Every day, newspapers around the country print page after page of stock price tables and other market data. Not only does that cost a lot of money but it leaves reporters with less space to tell neat stories. Today, The Globe and Mail takes a relatively risky gamble but one, I suspect, that more and more papers are likely to take over the next few years. The Globe will reduce the amount of market data it publishes in its business section by as much as three full pages. Instead, it has beefed up its Internet-based investment tracking and market data tools. As Giles Gherson, editor of the Globe's Report on Business says in today's paper, “In today's fast-moving market, investors need immediate pricing information to make their decisions and that's why, increasingly, they're turning to the Internet, and not the newspaper, to get it.”
The Globe has an excellent family of Web sites for business news, market data, and other investor information:
- Globeinvestor.com
- GlobeinvestorGOLD.com (Subscription required)
- Globefund.com
- globeandmail.com/marketclose.
“Our substantial presence on the Internet offers far more financial market data than we could ever publish in a newspaper,” Gherson wrote.
“Over the past several months, we've contacted nearly 2,000 of our readers to find out how much they use the pages of stock and financial listings we print. What we learned was what we already suspected: More and more of our readers are now relying on Globeinvestor.com and other websites for up-to-the-minute market price.”

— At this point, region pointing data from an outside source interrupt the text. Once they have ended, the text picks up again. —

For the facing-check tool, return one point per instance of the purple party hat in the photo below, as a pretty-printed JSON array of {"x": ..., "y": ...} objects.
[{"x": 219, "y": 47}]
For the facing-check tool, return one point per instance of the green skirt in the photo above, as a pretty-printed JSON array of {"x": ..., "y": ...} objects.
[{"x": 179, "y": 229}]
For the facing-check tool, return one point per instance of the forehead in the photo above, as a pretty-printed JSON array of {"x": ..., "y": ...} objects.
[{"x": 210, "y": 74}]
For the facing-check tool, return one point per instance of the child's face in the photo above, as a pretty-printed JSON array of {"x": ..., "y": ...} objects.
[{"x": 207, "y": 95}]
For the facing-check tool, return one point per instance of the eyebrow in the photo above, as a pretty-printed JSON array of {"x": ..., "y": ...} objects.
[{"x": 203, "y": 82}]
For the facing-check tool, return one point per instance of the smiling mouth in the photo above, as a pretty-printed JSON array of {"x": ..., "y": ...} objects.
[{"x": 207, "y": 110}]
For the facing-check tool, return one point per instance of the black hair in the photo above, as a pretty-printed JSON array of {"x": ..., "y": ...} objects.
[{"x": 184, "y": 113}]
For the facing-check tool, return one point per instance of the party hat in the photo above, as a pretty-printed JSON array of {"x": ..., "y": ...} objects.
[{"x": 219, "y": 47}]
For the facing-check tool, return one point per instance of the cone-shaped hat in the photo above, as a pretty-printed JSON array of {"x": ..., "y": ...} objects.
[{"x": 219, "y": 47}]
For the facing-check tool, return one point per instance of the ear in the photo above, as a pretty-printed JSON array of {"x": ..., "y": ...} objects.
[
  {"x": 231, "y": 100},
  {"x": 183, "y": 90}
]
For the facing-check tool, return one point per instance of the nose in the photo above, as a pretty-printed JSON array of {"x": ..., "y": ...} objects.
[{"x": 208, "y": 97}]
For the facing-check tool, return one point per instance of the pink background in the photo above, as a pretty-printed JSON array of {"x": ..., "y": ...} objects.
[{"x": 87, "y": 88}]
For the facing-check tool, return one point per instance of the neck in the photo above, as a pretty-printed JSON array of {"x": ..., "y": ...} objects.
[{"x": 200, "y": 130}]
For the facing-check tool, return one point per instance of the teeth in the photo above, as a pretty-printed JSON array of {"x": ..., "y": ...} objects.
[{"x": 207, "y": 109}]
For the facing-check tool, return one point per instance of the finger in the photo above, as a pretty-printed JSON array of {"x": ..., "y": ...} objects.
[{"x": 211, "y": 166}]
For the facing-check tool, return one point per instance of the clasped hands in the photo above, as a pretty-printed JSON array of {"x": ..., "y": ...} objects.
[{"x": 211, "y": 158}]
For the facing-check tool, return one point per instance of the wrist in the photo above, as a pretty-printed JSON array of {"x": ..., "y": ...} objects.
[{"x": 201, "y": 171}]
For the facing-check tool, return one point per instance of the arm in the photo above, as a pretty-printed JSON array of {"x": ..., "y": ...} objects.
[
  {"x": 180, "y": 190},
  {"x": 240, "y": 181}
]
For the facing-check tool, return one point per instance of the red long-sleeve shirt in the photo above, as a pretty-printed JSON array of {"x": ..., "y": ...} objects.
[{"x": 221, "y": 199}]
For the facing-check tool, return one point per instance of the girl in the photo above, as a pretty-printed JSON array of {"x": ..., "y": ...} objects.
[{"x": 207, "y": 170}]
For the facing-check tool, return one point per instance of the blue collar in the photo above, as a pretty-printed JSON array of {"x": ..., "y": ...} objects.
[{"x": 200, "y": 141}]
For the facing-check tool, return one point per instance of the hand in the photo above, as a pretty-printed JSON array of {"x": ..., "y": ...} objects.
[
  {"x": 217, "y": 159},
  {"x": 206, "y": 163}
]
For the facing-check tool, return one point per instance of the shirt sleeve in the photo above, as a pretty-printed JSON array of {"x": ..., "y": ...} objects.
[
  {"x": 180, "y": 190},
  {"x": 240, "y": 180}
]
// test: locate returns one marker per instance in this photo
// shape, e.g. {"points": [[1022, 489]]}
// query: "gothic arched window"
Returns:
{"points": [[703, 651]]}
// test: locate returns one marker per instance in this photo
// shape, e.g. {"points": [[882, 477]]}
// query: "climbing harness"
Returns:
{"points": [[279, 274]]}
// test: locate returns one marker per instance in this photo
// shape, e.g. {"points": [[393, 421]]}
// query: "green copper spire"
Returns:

This initiative makes particular sense for the Globe as the paper's readership tends to be more affluent and have higher education levels. Those two factors, combined with the fact that more than two-thirds of Canadian households have an Internet connection and greater than 90 per cent of Canadians have Internet access at either home, work or school, makes the likelihood of Globe Report on Business readers having ready access to the Net highly probable.